It’s hard to believe that August has come and gone already! In about two weeks, most of my RDPN class will finish the last of our graduation requirements, including our final journals and clinical competency documents.
This summer seems to have flown by! Between my practicum shifts, my daughter/family responsibilities, and my employed student nurse (ESN) shifts, this summer appears to have been non-existent. That’s fine though, as my classmates and I see a bright light at the end of what was a long tunnel.
Over the past few weeks, we’ve registered for our upcoming registration exams, which takes place October 19th. For me, my last day of practicum is September 10th. It’s a milestone I both look forward to and dread, as I have grown and learnt so much in my time here in the Psychiatric Assessment Unit (PAU). I have been encouraged to apply for a job there, and I feel that the team has graciously accepted me into their family.
However, the summer hasn’t been solely focused on our practicums; we’ve had a number of both group and individual projects to do, on top of full-time practicum schedules, journals, competency documents, and you get the idea. One of our projects was a health promotion package, designed to be geared towards a specific audience.
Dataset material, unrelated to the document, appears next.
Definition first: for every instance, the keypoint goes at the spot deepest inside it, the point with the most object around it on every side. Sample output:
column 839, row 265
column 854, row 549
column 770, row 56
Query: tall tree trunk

My partner and I chose to build a presentation targeting frontline supervisors and managers, as well as human resources staff. The exciting part is we may actually have an opportunity to present this in front of that intended audience.
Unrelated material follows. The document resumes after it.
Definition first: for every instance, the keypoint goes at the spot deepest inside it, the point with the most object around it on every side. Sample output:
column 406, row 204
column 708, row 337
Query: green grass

While two of our courses took “practicum breaks”, we carried on with nursing research, fine-tuning our critiquing and critical thinking skills and enhancing our evidence-based practice.
As that course wrapped up, our two other courses, “Specialty Area Nursing” and “Substance Use and Misuse Theory” started back up. This included in-depth discussions on various topics, as well as presenting group projects to the class and receiving peer review.
ESN is a unique opportunity that was just brought back in for psychiatric nursing students earlier this year. It allows for a paid clinical experience after completion of our medical/surgical nursing rotation. Don’t be fooled though, while the hours are flexible, it does add another workload to a busy plate. My cohort of psychiatric ESN’s was the first under the new model, which now includes student registration with the CRPNBC. For me as a hands on learner though, I saw that as necessary for further enhancing my knowledge.
Overall, I found the workload of these last few months to be very manageable though, we start with three courses, carrying through until the start of practicum, and get a break on two through the majority of our practicums. At no point during practicum do we have to worry about all three courses. A key to reducing stress is staying on top of the journaling and clinical competency document. From there, managing what time you have left becomes a much simpler task. I also had the added advantage of working compressed weeks at the PAU because of the 12-hour days and nights.
In short, these past few months and the last couple of years has been filled with opportunities beyond my wildest dreams.
I’ve felt the burden of classroom expectations, as well as the pleasure of forming genuine therapeutic relationships that will imprint in my memory and continuously remind me of the positive outcomes and lives we can touch through the work that we do. I look forward to the challenges that lie ahead: getting past the registration exam and beginning my career as a psychiatric nurse.